Bajka o dzielnych wojakach w temacie zawsze aktualnym.
– Ruszamy z odsieczą zagrożonemu miastu. Przyłączysz się?
– Oczywiście, że tak! Ofiarowuję swoje usługi, całego siebie. Będę dzielnie znosił przeciwności i zabłysnę walecznością! To ważna i wspaniałą misja! Przekonam swoich znajomych. Wykorzystam swoje kontakty! Dołożę swoje pieniądze!
– Wspaniale, misja się z pewnością powiedzie, dzięki takim jak Ty! Ile dołożysz?
– Też się cieszę! Jestem pełen optymizmu i zapału! Dokąd idziemy?
– Na północ.
– Aha, no dobrze idźmy, chociaż ja wolę na południe chadzać, ale niech będzie! A ilu nas będzie w sumie?
– Idą tylko ochotnicy. Nie ma co ukrywać, jesteśmy pionierami. Nielicznymi…
– Aha, no ja wolę pracować w większych oddziałach. Praca w zbyt małych nie przynosi efektów. A właściwie to lubi Pan dowodzić?
– Nie przepadam, ale nie mogłem zostać obojętny. Musiałem zwołać gotowych i odważnych. I ruszyć.
– Czyli nie ma Pan właściwego przygotowania do dowodzenia. Tytuły naukowe jakieś?

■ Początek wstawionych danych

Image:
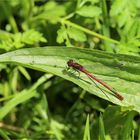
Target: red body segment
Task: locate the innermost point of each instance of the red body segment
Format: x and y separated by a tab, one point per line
79	67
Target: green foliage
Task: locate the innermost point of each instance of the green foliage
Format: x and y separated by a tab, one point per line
35	105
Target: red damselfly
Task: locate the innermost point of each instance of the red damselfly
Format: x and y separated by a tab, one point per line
71	63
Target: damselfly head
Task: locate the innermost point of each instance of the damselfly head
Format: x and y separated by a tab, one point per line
70	62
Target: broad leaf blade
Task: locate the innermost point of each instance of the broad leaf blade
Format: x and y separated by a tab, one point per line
123	71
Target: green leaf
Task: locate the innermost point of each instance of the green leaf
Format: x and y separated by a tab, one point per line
117	7
89	11
76	34
22	96
120	122
87	130
121	71
32	36
61	34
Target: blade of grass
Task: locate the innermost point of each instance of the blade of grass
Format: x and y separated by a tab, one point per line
54	60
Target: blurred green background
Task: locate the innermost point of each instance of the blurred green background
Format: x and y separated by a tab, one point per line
38	105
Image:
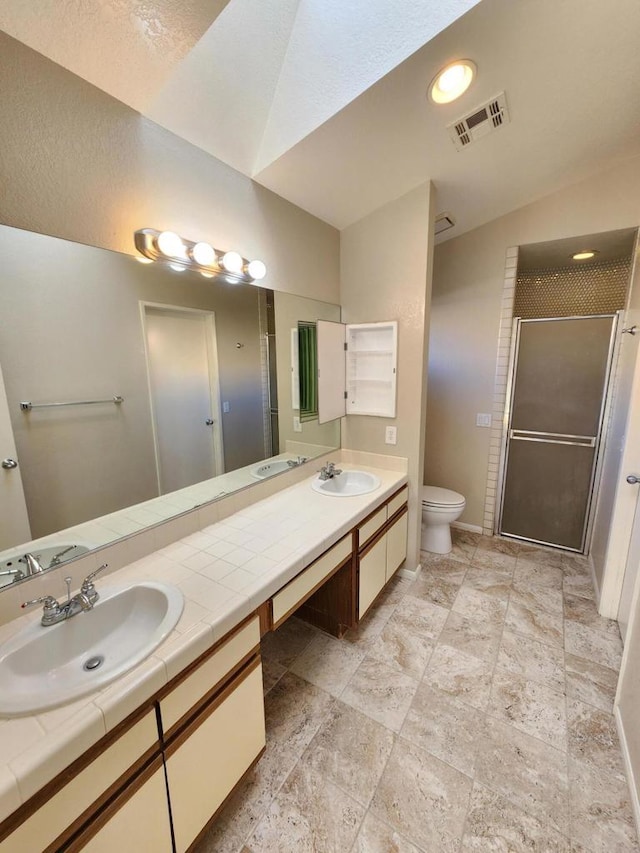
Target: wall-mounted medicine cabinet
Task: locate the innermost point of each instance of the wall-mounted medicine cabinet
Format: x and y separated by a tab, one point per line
356	369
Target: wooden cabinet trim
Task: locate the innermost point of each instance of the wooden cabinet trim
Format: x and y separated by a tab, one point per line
177	738
34	803
102	816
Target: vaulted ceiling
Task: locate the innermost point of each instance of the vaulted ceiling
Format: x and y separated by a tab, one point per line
324	101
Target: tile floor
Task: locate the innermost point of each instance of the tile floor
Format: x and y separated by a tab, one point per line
471	711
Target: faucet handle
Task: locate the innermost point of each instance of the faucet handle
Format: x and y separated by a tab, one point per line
49	602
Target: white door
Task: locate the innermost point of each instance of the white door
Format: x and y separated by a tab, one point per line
185	399
14	521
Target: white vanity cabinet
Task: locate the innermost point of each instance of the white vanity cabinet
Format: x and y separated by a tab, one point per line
213	730
382	548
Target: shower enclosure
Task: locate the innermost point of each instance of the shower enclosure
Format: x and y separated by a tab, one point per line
555	410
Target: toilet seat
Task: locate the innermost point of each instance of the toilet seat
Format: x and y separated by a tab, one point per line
434	496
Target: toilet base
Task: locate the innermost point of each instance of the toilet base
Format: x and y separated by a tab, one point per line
436	538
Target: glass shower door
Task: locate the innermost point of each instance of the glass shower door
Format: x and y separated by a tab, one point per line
560	377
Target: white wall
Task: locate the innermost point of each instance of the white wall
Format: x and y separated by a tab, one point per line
465	315
394	284
78	164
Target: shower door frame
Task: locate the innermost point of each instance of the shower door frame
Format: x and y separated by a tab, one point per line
600	438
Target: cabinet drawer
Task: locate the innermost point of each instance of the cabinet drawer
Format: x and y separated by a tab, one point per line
373	570
139	822
396	545
301	587
204	767
61	809
211	672
396	502
371	527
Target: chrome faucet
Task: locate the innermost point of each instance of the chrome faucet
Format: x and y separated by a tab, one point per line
329	471
54	612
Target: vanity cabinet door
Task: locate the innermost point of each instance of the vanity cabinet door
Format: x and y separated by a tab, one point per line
137	820
372	575
396	545
208	758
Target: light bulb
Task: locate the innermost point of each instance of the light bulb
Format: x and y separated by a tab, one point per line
256	270
452	81
232	262
203	254
169	243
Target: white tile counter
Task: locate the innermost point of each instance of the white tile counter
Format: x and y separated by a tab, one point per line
225	571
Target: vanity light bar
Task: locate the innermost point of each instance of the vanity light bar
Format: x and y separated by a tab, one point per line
168	247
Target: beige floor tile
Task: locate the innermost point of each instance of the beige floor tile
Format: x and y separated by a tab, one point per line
423	798
350	750
592	645
525	616
477	637
601	815
530	707
591	682
495	582
532	659
309	815
461	675
593	738
585	612
528	571
493	823
328	663
478	605
382	693
375	836
529	773
443	726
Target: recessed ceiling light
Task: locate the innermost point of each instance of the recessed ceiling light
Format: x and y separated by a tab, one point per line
452	81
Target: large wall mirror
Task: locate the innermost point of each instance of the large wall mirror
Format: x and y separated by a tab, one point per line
204	371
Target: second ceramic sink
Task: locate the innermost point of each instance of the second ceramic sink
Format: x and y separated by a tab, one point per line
347	484
41	668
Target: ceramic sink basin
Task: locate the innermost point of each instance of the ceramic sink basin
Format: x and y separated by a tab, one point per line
42	668
347	484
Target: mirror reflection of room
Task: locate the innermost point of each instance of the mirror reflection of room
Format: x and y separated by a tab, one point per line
197	364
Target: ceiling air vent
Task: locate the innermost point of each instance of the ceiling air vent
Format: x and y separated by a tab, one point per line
444	221
487	118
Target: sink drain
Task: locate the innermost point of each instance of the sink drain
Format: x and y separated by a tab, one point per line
93	663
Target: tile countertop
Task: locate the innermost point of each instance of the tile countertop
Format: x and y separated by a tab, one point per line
225	571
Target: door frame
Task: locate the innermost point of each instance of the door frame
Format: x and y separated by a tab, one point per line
214	379
600	442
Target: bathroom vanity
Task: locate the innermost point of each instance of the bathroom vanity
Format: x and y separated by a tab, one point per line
179	736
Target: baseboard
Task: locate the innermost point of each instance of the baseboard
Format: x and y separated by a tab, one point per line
473	528
631	782
410	574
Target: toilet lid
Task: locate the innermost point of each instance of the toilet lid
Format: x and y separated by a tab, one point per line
435	496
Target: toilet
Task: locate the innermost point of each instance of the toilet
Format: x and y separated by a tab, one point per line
440	507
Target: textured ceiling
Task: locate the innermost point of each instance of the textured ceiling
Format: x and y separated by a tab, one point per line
324	102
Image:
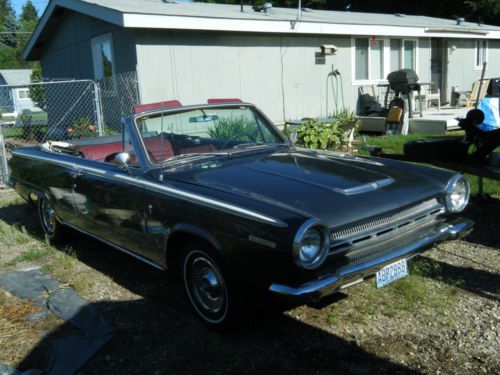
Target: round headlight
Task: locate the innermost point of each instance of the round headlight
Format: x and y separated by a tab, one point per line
457	194
311	244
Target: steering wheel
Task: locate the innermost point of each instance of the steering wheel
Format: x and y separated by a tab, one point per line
235	136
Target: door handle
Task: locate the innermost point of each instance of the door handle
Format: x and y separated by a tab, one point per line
77	173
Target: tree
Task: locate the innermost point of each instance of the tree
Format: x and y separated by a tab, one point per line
8	25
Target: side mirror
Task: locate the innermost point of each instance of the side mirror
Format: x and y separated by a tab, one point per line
122	159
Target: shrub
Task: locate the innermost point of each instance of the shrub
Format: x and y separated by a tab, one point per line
315	135
226	128
347	119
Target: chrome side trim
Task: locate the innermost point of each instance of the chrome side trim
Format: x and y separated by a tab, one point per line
457	228
123	250
161	188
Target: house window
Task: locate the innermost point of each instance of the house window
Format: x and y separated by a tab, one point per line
481	53
395	54
375	58
369	59
102	55
409	54
23	94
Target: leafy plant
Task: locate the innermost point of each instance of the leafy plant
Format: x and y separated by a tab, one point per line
315	135
26	119
225	128
347	119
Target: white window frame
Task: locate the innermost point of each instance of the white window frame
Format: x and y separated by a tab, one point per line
19	94
96	54
476	45
387	58
402	60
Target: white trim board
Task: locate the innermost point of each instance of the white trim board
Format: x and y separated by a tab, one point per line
157	21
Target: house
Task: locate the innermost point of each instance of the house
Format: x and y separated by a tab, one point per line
292	64
14	94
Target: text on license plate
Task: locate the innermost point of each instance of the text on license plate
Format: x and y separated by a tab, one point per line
392	272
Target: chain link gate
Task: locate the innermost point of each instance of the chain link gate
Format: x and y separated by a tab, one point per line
33	113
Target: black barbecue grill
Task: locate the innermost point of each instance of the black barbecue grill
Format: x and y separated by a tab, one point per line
405	81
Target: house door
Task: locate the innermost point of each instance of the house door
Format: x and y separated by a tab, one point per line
439	66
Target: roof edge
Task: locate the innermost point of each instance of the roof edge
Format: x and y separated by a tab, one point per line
92	10
152	21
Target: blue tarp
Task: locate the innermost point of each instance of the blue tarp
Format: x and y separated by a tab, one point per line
489	106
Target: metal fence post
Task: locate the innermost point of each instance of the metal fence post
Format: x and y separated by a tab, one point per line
4	168
98	108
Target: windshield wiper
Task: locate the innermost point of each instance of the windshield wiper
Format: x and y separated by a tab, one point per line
193	156
256	145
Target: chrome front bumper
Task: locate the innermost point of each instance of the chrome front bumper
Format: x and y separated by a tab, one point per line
316	289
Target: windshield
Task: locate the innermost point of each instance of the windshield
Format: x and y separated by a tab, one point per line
204	131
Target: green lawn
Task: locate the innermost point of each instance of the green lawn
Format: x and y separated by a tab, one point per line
394	144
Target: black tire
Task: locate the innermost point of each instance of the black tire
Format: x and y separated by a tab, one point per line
51	227
207	285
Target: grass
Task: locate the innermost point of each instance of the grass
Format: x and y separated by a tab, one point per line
13	235
31	255
395	144
421	290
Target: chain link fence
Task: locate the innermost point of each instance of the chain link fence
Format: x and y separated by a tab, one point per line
32	113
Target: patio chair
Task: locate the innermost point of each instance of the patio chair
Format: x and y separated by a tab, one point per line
369	100
471	97
428	95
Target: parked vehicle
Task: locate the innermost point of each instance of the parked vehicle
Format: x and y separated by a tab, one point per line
217	193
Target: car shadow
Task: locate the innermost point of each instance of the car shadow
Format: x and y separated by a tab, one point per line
486	215
157	338
159	333
480	282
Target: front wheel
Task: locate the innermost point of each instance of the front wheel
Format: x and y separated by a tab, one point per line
52	229
206	285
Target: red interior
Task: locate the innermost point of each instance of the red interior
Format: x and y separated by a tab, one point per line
158	105
223	100
159	150
99	152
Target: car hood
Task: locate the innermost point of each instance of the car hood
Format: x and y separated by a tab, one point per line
336	188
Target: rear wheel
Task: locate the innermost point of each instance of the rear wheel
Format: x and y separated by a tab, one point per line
52	229
206	285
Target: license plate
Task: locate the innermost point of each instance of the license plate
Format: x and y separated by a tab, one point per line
392	272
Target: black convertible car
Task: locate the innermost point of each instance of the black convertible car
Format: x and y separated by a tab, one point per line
216	193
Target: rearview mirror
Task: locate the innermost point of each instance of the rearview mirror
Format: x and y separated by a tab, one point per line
122	159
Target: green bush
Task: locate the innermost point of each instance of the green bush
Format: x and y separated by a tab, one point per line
347	119
315	135
26	120
226	128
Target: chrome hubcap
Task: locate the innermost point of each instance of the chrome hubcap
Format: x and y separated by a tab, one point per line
207	286
48	217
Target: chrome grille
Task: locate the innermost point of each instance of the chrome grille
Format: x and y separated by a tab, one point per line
382	228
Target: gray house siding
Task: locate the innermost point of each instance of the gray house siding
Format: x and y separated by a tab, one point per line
278	73
69	55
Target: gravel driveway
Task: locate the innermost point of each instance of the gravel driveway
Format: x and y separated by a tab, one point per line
443	319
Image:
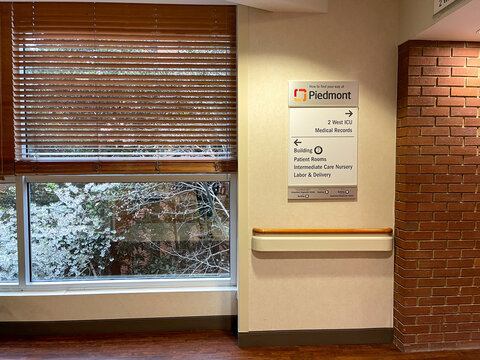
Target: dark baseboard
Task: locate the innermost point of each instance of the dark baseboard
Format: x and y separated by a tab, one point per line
315	337
112	326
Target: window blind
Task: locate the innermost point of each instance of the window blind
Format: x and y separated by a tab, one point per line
6	114
121	88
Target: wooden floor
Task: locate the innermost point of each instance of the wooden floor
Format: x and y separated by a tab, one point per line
209	345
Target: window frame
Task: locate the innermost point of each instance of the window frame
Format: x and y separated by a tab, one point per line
25	282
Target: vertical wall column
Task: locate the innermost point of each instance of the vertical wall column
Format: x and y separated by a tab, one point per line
437	209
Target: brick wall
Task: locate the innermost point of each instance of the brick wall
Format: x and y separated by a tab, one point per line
437	208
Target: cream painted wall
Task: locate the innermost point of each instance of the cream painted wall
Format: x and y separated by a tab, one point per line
91	305
415	16
356	40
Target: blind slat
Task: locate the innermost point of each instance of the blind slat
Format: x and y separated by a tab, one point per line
98	81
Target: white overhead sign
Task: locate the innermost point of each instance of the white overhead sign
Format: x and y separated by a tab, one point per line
322	158
439	5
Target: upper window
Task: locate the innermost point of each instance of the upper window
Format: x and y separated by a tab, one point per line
125	90
108	85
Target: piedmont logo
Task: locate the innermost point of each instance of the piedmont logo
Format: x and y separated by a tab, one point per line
297	95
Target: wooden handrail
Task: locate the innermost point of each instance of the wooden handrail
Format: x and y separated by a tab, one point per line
322	231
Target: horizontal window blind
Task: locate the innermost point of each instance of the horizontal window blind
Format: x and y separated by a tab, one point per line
124	87
7	154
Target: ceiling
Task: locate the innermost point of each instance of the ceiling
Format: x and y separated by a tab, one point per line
461	25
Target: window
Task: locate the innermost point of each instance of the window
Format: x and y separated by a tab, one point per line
112	230
118	125
8	234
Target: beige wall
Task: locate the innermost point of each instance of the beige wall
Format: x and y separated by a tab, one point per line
119	305
415	16
356	40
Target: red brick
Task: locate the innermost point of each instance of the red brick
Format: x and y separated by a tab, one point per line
448	159
431	282
473	62
433	245
414	91
473	102
408	150
471	160
463	131
460	244
407	169
434	150
449	121
414	178
417	121
461	188
457	336
424	81
461	91
452	62
446	309
448	101
462	169
475	82
457	111
461	71
420	140
470	197
446	235
434	169
435	111
416	274
450	291
460	282
433	226
446	273
436	91
446	254
447	197
457	318
472	141
424	254
461	206
432	206
427	159
435	51
410	216
471	178
456	263
415	235
463	150
435	71
472	122
470	254
429	319
467	52
432	264
449	81
440	140
434	131
415	70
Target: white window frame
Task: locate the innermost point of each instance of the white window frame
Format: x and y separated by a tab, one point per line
25	282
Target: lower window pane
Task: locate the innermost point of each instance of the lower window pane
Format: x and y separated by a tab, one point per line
8	234
82	231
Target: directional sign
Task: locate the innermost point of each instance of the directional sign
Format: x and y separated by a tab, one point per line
322	157
323	147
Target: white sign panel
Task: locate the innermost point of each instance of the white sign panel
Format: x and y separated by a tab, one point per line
322	93
439	5
322	154
323	147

– No nie mam. Nikt lepszy się nie ruszył. Pomyślałem, że ja muszę. Poczytałem ile zdążyłem, zaciągnąłem rady i jesteśmy.
– No niech będzie. A jakiego Pan jesteś wyznania?
– Wyznania? Tam ludzie na nas czekają… No chrześcijaninem jestem, ale teraz o pomoc chodzi przecież..
– O fajnie. Ja też jestem chrześcijaninem. A prawosławnym może?
– Nie.
– Świetnie, ja też nie. Może jest Pan z jakiegoś protestanckiego kościoła?
– Nie. Jestem rzymskim katolikiem. Ale co to teraz ..
– Proszę jak miło. Ja tak samo. Ile wspólnych cech. A jaki Pan bardziej lubi zakon Franciszkanów czy Jezuitów?
– JEZUITÓW!!!
– Ale to przecież Franciszkanie byli pierwsi!!! Z Pana jeszcze będzie heretyk coś czuję! Zrywam naszą współpracę. Od początku wiedziałem, że to nie wyjdzie.
– Od początku? A niby po czym? Dobrze się Pan zastanowiłeś?
– Nie pouczaj mnie Pan! Dowódca się znalazł psia mać.. Nigdzie nie zajdziecie! Poznałem od razu po Pana minie, że coś z Panem nie gra. W dodatku masz Pan śmieszne nazwisko i głupią fryzurę!